There’s a cheer with a real fire that the civilising influence of several millennia can do nothing to dampen. It’s a primeval comforter, our response to it being hard-wired into us at some point on the evolutionary journey. The alluring blue light of smartphone or tablet might flirt with our attention and distract us from more constructive pursuits, but it can’t hold a candle to an open flame, lacking not only the warmth, but also somehow the substance.

I’ll often sit down of an evening and watch the play of the flames in the stove; it’s a decidedly superior way in which to while away the time, especially when compared to watching the telly, and the stories that unfold in the heart of the fire are more compelling by far. But this winter having been such a disappointment so far – so mild, and dreary – we’ve hardly had cause to light a fire at all, which is beyond miserable. Our one consolation for the awful darkness at the death of the year is the bright fire in our hearths; it’s a pitiful season that not only robs us of the daylight, but contrives to be too warm to make the lighting of a fire a daily event.

How glad is the gardener of a good blaze, though!
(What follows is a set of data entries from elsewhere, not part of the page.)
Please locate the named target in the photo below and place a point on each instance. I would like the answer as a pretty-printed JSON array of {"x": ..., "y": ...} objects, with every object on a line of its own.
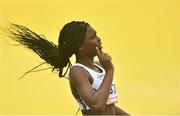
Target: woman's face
[{"x": 90, "y": 43}]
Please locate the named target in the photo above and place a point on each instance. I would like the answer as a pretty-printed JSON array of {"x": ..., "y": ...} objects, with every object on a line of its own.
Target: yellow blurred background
[{"x": 141, "y": 36}]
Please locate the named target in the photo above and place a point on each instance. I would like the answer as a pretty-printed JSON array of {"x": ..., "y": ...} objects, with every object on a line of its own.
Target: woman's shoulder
[{"x": 98, "y": 63}]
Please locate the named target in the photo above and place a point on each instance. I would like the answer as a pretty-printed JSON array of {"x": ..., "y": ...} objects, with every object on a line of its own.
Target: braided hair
[{"x": 58, "y": 56}]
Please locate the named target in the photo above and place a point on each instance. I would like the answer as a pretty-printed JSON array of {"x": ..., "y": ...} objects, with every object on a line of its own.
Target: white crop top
[{"x": 97, "y": 80}]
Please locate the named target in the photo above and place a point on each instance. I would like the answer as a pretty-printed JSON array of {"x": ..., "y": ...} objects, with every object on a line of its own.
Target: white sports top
[{"x": 97, "y": 80}]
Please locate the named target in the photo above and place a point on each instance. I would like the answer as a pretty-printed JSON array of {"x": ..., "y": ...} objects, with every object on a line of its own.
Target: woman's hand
[{"x": 105, "y": 60}]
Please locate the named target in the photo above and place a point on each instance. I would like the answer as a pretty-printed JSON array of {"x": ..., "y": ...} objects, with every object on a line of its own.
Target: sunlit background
[{"x": 141, "y": 36}]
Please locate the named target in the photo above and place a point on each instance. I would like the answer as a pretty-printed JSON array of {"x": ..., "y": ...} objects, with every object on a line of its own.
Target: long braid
[{"x": 70, "y": 38}]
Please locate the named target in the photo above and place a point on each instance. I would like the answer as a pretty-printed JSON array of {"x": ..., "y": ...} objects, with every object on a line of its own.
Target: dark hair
[{"x": 70, "y": 38}]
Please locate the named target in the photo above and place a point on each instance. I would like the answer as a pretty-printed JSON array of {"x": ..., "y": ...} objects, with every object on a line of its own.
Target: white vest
[{"x": 97, "y": 80}]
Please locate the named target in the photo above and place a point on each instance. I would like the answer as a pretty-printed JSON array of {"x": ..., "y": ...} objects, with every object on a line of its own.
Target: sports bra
[{"x": 97, "y": 80}]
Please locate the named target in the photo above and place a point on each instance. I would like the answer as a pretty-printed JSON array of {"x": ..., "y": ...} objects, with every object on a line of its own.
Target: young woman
[{"x": 91, "y": 83}]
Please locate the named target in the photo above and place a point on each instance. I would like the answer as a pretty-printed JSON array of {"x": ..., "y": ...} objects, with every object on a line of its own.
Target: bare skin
[{"x": 80, "y": 80}]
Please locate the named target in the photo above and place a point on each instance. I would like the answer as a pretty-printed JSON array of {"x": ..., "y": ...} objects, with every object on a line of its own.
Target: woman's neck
[{"x": 89, "y": 62}]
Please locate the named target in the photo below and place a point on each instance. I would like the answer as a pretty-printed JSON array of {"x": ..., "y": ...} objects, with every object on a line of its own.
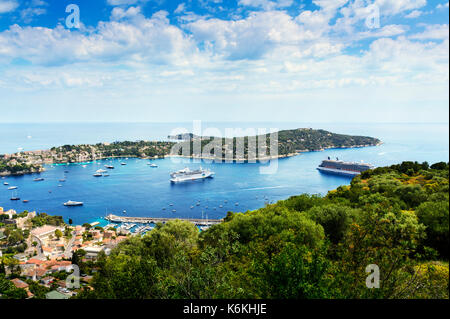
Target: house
[
  {"x": 19, "y": 283},
  {"x": 55, "y": 295},
  {"x": 47, "y": 280},
  {"x": 93, "y": 251},
  {"x": 22, "y": 257},
  {"x": 45, "y": 232}
]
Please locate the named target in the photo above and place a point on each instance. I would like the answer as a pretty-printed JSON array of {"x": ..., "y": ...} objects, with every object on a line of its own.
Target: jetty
[{"x": 155, "y": 220}]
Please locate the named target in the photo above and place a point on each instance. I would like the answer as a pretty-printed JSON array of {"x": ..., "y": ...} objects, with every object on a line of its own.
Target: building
[{"x": 55, "y": 295}]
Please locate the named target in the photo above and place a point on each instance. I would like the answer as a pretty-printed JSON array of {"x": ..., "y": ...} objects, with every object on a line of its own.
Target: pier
[{"x": 154, "y": 220}]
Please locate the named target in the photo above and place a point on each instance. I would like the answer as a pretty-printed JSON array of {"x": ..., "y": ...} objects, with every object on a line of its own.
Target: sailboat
[{"x": 14, "y": 196}]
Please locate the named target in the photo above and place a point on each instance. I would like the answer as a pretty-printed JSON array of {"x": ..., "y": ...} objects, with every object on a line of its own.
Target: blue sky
[{"x": 218, "y": 60}]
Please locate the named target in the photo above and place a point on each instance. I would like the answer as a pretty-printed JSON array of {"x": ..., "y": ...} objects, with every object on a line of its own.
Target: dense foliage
[
  {"x": 304, "y": 247},
  {"x": 289, "y": 142}
]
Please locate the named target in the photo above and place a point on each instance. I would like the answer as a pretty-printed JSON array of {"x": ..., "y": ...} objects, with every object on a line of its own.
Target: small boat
[
  {"x": 73, "y": 203},
  {"x": 14, "y": 196}
]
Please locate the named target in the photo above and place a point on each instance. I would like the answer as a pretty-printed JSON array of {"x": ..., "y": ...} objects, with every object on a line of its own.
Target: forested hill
[
  {"x": 311, "y": 140},
  {"x": 304, "y": 247},
  {"x": 289, "y": 143}
]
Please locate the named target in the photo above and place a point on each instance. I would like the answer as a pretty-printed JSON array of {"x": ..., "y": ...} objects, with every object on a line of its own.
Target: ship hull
[
  {"x": 191, "y": 178},
  {"x": 339, "y": 172}
]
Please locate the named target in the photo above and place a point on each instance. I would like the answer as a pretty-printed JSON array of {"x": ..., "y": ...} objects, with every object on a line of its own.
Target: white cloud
[
  {"x": 434, "y": 32},
  {"x": 413, "y": 14},
  {"x": 180, "y": 8},
  {"x": 392, "y": 7},
  {"x": 124, "y": 2},
  {"x": 8, "y": 6},
  {"x": 266, "y": 4},
  {"x": 386, "y": 31},
  {"x": 442, "y": 6},
  {"x": 151, "y": 40},
  {"x": 118, "y": 13}
]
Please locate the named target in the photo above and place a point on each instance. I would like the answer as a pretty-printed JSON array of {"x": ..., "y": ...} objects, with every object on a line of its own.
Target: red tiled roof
[{"x": 19, "y": 283}]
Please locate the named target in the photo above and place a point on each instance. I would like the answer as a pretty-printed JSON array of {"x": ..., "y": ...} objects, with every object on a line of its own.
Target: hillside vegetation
[
  {"x": 307, "y": 246},
  {"x": 289, "y": 142}
]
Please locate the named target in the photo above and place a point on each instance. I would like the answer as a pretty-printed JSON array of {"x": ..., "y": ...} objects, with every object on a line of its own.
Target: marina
[{"x": 155, "y": 220}]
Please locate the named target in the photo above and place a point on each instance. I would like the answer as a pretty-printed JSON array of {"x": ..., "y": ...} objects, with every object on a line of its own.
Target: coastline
[{"x": 219, "y": 160}]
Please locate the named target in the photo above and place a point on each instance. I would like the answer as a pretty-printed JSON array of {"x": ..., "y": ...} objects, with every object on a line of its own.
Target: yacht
[
  {"x": 73, "y": 203},
  {"x": 190, "y": 175},
  {"x": 14, "y": 196}
]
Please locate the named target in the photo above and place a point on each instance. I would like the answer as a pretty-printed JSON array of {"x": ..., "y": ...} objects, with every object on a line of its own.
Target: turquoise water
[{"x": 145, "y": 191}]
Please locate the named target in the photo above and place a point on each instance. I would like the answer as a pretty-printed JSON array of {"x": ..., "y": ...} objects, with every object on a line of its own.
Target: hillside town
[{"x": 39, "y": 252}]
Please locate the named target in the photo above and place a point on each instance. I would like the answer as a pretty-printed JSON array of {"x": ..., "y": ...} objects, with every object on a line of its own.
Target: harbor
[{"x": 155, "y": 220}]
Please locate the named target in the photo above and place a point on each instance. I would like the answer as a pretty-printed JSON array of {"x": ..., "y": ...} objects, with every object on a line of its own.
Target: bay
[{"x": 144, "y": 191}]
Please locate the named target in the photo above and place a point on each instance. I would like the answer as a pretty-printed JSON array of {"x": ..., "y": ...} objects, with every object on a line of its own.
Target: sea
[{"x": 137, "y": 189}]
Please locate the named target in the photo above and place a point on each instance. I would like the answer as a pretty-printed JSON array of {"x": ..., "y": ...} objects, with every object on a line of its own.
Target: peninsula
[{"x": 289, "y": 143}]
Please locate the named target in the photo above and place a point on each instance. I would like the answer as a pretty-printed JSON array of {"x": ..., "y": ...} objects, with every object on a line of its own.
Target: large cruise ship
[
  {"x": 338, "y": 167},
  {"x": 190, "y": 175}
]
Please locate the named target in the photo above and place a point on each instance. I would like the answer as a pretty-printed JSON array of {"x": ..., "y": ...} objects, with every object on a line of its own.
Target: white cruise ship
[
  {"x": 342, "y": 168},
  {"x": 190, "y": 175}
]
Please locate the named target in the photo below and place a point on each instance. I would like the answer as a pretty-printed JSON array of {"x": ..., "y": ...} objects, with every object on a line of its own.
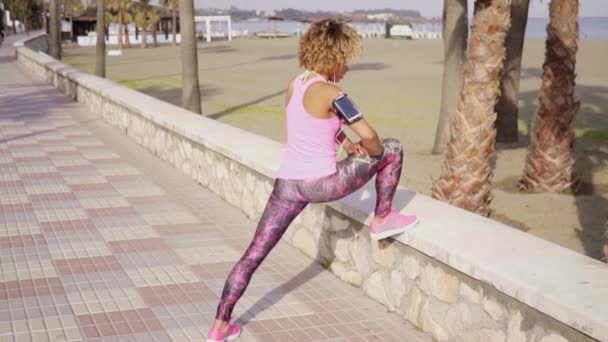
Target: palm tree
[
  {"x": 142, "y": 19},
  {"x": 128, "y": 19},
  {"x": 455, "y": 32},
  {"x": 191, "y": 96},
  {"x": 55, "y": 29},
  {"x": 550, "y": 161},
  {"x": 466, "y": 172},
  {"x": 506, "y": 108},
  {"x": 72, "y": 8},
  {"x": 154, "y": 19},
  {"x": 173, "y": 6},
  {"x": 122, "y": 8},
  {"x": 100, "y": 59}
]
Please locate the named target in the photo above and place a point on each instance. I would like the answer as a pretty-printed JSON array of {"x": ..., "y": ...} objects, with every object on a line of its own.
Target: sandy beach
[{"x": 397, "y": 84}]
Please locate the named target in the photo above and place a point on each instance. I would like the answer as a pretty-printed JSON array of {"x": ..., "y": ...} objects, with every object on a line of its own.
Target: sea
[{"x": 590, "y": 28}]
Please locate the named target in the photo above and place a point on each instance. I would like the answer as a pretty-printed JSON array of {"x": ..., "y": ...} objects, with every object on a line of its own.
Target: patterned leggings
[{"x": 290, "y": 196}]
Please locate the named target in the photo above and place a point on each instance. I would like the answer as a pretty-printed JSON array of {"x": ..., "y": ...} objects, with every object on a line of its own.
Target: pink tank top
[{"x": 311, "y": 146}]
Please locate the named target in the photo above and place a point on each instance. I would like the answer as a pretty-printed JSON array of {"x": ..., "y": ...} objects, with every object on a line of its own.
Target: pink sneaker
[
  {"x": 231, "y": 332},
  {"x": 394, "y": 223}
]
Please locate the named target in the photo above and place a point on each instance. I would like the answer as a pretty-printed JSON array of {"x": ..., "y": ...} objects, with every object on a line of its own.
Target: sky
[{"x": 428, "y": 8}]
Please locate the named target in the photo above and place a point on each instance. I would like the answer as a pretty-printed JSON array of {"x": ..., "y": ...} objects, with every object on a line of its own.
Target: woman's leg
[
  {"x": 277, "y": 216},
  {"x": 353, "y": 172}
]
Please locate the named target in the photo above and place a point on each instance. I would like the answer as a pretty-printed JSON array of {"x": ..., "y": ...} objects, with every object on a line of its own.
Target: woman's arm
[
  {"x": 369, "y": 138},
  {"x": 318, "y": 101}
]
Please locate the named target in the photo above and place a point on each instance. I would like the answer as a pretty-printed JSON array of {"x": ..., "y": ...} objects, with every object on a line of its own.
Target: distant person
[
  {"x": 316, "y": 110},
  {"x": 2, "y": 15}
]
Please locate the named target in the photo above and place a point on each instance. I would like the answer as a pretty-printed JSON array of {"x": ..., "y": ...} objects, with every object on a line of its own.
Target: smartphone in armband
[{"x": 346, "y": 109}]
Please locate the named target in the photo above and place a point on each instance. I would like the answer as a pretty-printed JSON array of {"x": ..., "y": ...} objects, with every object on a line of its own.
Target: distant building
[{"x": 381, "y": 16}]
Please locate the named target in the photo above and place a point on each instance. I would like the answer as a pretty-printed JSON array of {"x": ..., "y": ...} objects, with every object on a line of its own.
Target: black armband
[{"x": 346, "y": 109}]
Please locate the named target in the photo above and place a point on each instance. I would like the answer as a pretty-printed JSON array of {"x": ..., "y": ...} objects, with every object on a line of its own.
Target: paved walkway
[{"x": 101, "y": 241}]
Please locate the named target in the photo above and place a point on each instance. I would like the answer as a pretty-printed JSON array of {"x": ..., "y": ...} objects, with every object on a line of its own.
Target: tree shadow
[
  {"x": 591, "y": 199},
  {"x": 591, "y": 150},
  {"x": 591, "y": 115},
  {"x": 174, "y": 95},
  {"x": 279, "y": 57},
  {"x": 369, "y": 66},
  {"x": 363, "y": 198},
  {"x": 217, "y": 49},
  {"x": 236, "y": 108}
]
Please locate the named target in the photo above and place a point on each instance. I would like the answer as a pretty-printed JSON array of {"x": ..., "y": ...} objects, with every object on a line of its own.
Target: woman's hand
[{"x": 354, "y": 148}]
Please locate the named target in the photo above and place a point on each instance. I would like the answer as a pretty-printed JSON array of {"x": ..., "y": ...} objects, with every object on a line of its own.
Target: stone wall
[{"x": 458, "y": 276}]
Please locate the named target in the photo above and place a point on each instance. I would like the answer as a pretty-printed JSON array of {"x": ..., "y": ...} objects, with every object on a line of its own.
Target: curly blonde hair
[{"x": 328, "y": 45}]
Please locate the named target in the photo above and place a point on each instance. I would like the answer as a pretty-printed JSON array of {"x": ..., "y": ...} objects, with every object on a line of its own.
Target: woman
[{"x": 309, "y": 172}]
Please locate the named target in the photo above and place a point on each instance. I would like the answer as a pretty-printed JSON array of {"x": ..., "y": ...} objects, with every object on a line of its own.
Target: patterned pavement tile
[
  {"x": 19, "y": 222},
  {"x": 137, "y": 245}
]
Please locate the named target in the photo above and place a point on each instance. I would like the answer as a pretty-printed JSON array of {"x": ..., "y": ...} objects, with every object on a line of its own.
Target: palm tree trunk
[
  {"x": 466, "y": 172},
  {"x": 55, "y": 29},
  {"x": 455, "y": 33},
  {"x": 120, "y": 28},
  {"x": 100, "y": 59},
  {"x": 550, "y": 161},
  {"x": 191, "y": 97},
  {"x": 154, "y": 34},
  {"x": 127, "y": 40},
  {"x": 174, "y": 25},
  {"x": 506, "y": 108},
  {"x": 144, "y": 38}
]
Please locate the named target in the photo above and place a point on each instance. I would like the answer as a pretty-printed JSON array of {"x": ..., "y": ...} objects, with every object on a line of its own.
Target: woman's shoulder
[{"x": 325, "y": 90}]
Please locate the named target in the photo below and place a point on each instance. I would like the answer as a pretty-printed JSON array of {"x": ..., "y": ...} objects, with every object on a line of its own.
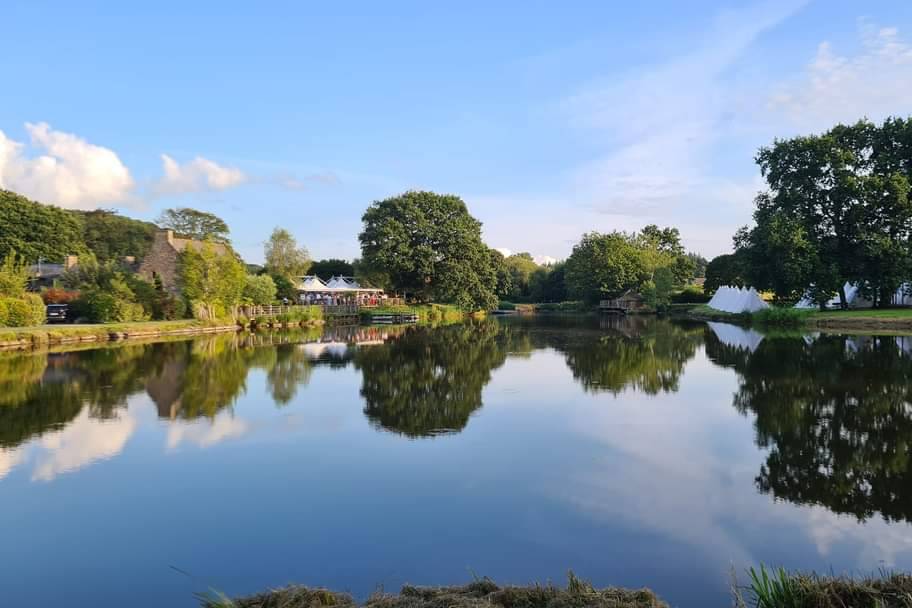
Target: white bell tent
[{"x": 737, "y": 300}]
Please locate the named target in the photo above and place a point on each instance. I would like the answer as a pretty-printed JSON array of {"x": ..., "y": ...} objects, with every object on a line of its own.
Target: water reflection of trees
[
  {"x": 836, "y": 415},
  {"x": 645, "y": 355},
  {"x": 425, "y": 381},
  {"x": 429, "y": 381}
]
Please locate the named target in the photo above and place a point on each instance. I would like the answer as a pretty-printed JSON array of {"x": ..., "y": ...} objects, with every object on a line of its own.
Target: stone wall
[{"x": 161, "y": 261}]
Tediously mild or bitingly cold, there’s always plenty of material unfit for compost heap or shredder, and too unwieldy for the council’s green waste collection, that will amply acquit itself as fuel for a heartening burn to drive the dull drab grey away. I’m no cub scout and, much as I’m sure it would offend Messers Grylls and Mears, resort to firelighters and matches to get a bonfire going. But never, in the manner of one venerable assistant head gardener of my acquaintance, to diesel, poured liberally from an old red can. He was a fabulous character, a lovely man and an absolute walking encyclopaedia of gardening knowledge and experience, so it always came as a surprise to me when he reached for the accelerant, rather than beginning the process by the rubbing together of a couple of sticks. At least it wasn’t petrol. People who habitually start fires with petrol tend not to last very long.

Well contained
There are those who might look askance at my advocacy of the garden bonfire, pointing to the aggregate effects upon global warming of a nation of gardeners burning their winter waste. And they might have a point, if all of us did it every week. But I fail to see how the occasional, well tended and considerately managed fire could cause a problem. Besides which, I’ll only take lectures on the topic from those who have forsworn both meat and air travel*. I’m not sure how many bonfires I’ll get to a year’s worth of cattle farts and return flights to Lanzarote, but I’m willing to bet it’s a fair few.

Today has been damp, but tomorrow looks fine and I’ve high hopes of finding sufficient dry tinder and kindling to get a fire going. There’s always plenty of birch brash in my Wednesday garden, and that needs little encouragement to burn. All that remains is to pack matches, firelighters and hayfork, and pray the rain holds off overnight.

Can’t help seeing faces in things. A warm smile on the incinerator here.









*You’ll probably still get short shrift. But maybe a toasted marshmallow if you’re lucky.